なお,注目すべきことは,戦時期の昭和14年3月,明治期以降,鉱業地域住民にとって懸案であった鉱害賠償規定(無過失損害賠償責任)が設けられ,鉱害問題の解決にようやく一歩を進めた.
「全国石炭関係」欄は『本邦鉱業ノ趨勢』(480)がやはり大きな柱となっており,それに『石炭時報』(254),『日満支石炭時報』(369),『石炭統制会報』(261),『石炭大観』(258)が主な資料である.石炭鉱業聯合会関係では,前代に引続いて『石炭鉱業聯合会理事会書類』(251)の決議事項を収録している.同資料中における各炭坑の生産実績,労務構成,なかでも朝鮮人労働者に関する労務管理については注目すべきであろう.収録数は少ないが,『九州石炭鉱業懇話会関係(綴)』(109)は貴重な資料である.日本鉱山協会刊行の資料からも若干収録したが,重要な資料を幾つも見落してしまった.戦時期の資料で頻度の高いものは『石炭国家統制史』(253),『石炭鉱業の展望』(623),『日満支石炭時報』(369),『石炭統制会報』(261)それに『朝日新聞(東京版)』(8)である.

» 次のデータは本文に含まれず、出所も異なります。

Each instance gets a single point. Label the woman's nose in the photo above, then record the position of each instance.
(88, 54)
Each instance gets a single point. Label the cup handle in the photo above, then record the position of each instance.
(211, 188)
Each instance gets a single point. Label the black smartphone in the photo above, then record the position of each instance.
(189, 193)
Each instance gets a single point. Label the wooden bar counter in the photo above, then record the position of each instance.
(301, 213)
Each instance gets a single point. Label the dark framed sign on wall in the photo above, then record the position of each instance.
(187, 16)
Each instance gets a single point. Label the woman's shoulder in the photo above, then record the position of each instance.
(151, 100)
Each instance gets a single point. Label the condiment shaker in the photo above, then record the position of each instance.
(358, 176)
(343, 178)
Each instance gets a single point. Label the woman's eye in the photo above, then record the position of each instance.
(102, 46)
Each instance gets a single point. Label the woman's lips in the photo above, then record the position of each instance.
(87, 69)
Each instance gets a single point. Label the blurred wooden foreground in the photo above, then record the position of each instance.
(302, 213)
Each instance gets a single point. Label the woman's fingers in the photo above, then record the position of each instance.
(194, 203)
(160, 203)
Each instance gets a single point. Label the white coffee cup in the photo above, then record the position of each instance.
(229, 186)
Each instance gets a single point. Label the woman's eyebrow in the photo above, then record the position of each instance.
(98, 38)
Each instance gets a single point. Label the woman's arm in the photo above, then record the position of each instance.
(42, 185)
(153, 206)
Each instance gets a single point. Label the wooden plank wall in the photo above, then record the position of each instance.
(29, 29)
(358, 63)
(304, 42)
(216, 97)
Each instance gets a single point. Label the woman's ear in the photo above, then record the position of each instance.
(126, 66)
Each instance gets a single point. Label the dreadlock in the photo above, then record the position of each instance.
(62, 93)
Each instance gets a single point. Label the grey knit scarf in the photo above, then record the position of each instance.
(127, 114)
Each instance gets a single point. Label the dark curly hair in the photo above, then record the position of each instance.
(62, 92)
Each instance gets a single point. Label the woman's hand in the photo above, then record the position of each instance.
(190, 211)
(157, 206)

明治期以降,多くの事項を収録してきた『三池鉱業所沿革史』(508)をはじめとする三井三池に関する稿本類は1939・1940(昭和14・15)年までで姿を消す.
『昭和石炭株式会社協議員会協議事項』,『物資動員史料』については,所在を知りながらも探録しえなかった.
労働政策,労働運動関係では,『日本労働年鑑』(397),『社会政策時報』(212),『労働時報』(566)が主なところで,『社会運動の状況』(769)は編纂を終えた段階で復刻がなされたが,充分な消化をなしえず,一部分のみ参照した程度である.炭坑災害については『重大災害事変誌』(218),『鉱山保安年報』(155)に依拠している.

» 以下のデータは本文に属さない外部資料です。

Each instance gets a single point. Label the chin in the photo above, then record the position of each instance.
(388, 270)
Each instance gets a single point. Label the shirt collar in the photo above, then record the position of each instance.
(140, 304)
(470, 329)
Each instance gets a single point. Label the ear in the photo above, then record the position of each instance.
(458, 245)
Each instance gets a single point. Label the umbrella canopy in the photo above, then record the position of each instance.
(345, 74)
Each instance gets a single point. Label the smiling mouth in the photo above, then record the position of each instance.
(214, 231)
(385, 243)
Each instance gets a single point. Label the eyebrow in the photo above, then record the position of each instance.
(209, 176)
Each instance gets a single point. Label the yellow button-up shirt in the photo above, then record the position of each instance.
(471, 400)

この期における「筑豊石炭関係」欄では,二つの大きな特色がある.第1は,九州大学産業労働研究所所蔵の昭和前半期における筑豊・北九州を中心とした労働運動関係資料である.例えば,『九州無産運動年鑑』(122),『九州労働新聞』(123),『反動団体関係書類(綴)』(770),『思想関係(綴)』(771),『筑豊炭田争議諸資料』(324)をはじめとする諸資料はこの期における本年表の白眉となっている.第2は,戦時期における資料の特色である.『石炭鉱業聯合会理事会書類』(251)については,先に述べたが,『豊国炭坑給与関係書類』(774)をはじめとする明治鉱業関係の資料,中国人・俘虜および朝鮮人・勤労報国隊に関する旧三井山野,旧三井三池両鉱業所の資料,『古河西部』(747),『古河大峰』(748)等々はこの期間における内容をより一層充実させている.

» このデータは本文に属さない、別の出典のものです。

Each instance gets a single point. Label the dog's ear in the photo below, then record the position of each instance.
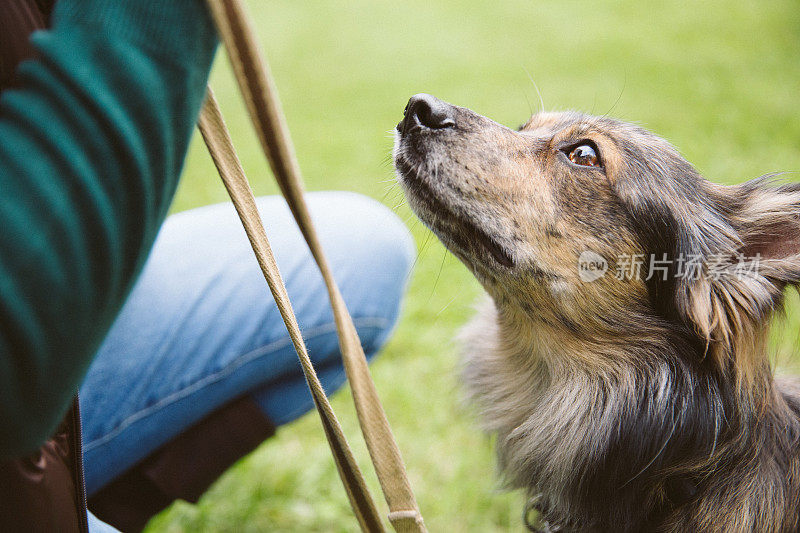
(741, 283)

逐次刊行物についてはかなりの変化がみられる.明治37年より発刊されてきた『筑豊石炭鉱業組合(会)月報』は昭和16年12月で廃刊される.昭和5年9月,中小炭坑主によって「筑豊石炭鉱業互助会」が結成され,大手筋を中心とする「筑豊石炭鉱業組合(会)」と袂を分つことになる.送炭制限問題,撫順炭輸入阻止,電力料金値下要求に特異な行動を展開した.同会の機関誌『石炭鉱業互助会報』(249)は昭和11年の発刊から昭和16年12月まで,中小炭坑の動向をよく伝えている.その後,同誌は『北九州石炭時報』(578)と改題される.新聞では『福岡日日新聞』(453),『九州日報』(630)が昭和17年8月10日合併統合され,新たに『西日本新聞』(367)が登場し,また『門司新報』(542)は昭和12年までで姿を消す.戦時の短かい期間であるが,『日本鉱業新聞』(693)が特色ある記事を掲載している.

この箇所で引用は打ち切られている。